Boko Haram Raids In Nigeria, Niger Kill Eight

Source: thewillnigeria.com

Boko Haram fighters killed eight people at the weekend in northeast Nigeria and southeastern Niger, in deadly raids that saw houses burnt and villagers kidnapped.

The attacks in Bam-Buratai, in Nigeria’s Borno state, and in the Diffa region of Niger, happened on Saturday while there was another raid in Gulak, in Nigeria’s Adamawa on Sunday.

Boko Haram hit-and-run raids — once a trademark of the Islamic State group affiliate — have declined in recent months in the face of a sustained Nigerian army counter-offensive in rural areas.

Instead, the group has increasingly favoured suicide and bomb attacks against civilians in towns and cities to secure maximum casualties and publicity.

Nigerian army spokesman Colonel Sani Usman confirmed the attack in Bam-Buratai, which residents who fled said started when the gunmen arrived on bicycles and on foot at about 11:00 pm (2200 GMT).

The attackers were “shooting indiscriminately and throwing explosives into homes”, said one local, who asked not to be identified, from the town of Biu, 20 kilometres (13 miles) away.

“They shot dead three people and burnt another to death in his home before abducting two women and three children and driving them away in the two vehicles to they took from the village.”

The remote farming village is near the home of Nigeria’s chief of army staff, Lieutenant-General Tukur Buratai, which was itself targeted in September 2014 and 20 people were killed.

Boko Haram has previously kidnapped women and young girls in its six-year insurgency. Its most high-profile hostages are 219 schoolgirls seized from the Borno town of Chibok in April 2014.

– Cross-border raid –
Across the border in Niger, a local official said four people were killed, two others injured and some 50 homes torched in a village near the provincial capital, Diffa, on Saturday evening.

“The Boko Haram members were armed with Kalashnikovs and came across the Komadougou Yobe” river that divides Niger and Nigeria, Fougou Boukar told state television.

State television showed hundreds of distressed villagers praying in memory of the victims. Some of them showed scores of empty cartridges they had gathered after the attack.

The attack again underlined the regional threat posed by Boko Haram, which has spread its attacks to neighbouring Niger, Chad and Cameroon.

Last week, Boko Haram killed 18 people and injured 11 others during a raid in the village of Wogom located near the southeastern town of Bosso.

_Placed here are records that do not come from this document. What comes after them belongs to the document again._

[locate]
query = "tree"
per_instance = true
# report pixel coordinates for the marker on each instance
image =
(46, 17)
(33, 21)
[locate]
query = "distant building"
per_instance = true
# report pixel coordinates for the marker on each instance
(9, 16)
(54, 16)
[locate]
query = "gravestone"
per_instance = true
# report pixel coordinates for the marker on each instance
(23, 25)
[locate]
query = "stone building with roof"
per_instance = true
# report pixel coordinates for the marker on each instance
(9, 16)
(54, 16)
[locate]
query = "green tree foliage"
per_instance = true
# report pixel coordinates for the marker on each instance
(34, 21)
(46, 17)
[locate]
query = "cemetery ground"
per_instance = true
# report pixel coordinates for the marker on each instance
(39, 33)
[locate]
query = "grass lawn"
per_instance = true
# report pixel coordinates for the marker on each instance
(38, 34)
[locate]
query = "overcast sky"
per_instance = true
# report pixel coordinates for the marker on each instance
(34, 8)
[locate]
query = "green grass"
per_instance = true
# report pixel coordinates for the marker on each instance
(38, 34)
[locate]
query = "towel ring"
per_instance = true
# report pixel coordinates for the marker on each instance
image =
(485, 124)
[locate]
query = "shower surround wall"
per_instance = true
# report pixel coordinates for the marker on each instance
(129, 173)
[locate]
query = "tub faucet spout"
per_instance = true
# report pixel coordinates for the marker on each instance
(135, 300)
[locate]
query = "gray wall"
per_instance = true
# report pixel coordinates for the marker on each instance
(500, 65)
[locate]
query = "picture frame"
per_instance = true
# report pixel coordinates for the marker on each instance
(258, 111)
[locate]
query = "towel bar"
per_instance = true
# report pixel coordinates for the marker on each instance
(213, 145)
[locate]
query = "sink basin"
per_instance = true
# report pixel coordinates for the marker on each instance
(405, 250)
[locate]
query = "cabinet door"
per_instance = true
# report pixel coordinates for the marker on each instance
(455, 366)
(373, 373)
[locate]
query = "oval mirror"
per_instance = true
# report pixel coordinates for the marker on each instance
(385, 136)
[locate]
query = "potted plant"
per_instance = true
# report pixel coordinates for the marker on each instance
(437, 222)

Three of the victims, including the local imam, had their throats slit.

The United Nations has registered around 50 attacks and clashes between Islamist fighters and Nigerien troops since February.

On Saturday, two female suicide bombers blew themselves up in northern Cameroon, killing five and seriously wounding two soldiers.

– Military base –
Boko Haram’s insurgency to create a hardline Islamic state in northeast Nigeria has left at least 17,000 people dead and made more than 2.6 million homeless.

Nigeria’s President Muhammadu Buhari has given his military commanders until the end of the year to end the insurgency, although he has admitted suicide and bomb attacks may continue.

In Adamawa, police spokesman Uthman Abubakar and the former chairman of the Madagali local government area, of which Gulak is the headquarters, said the rebels sacked and razed a military base.

Maina Ularamu said a group of Islamists in two pick-up trucks carried out the attack, forcing the soldiers to flee. The rebels then seized arms and ammunition before setting the base on fire.

“A soldier and several Boko Haram gunmen were killed in the battle while one suspected member of the insurgents was arrested,” he added.

The militants abandoned one of their vans in which some of the stolen arms were recovered, he said.

Gulak, some ‎200 kilometres north of the state capital Yola, has been hit by Boko Haram attacks several times.

The group launched its worst attack on the town in September 2014, where fighters went door-to-door‎ shooting residents and burning homes.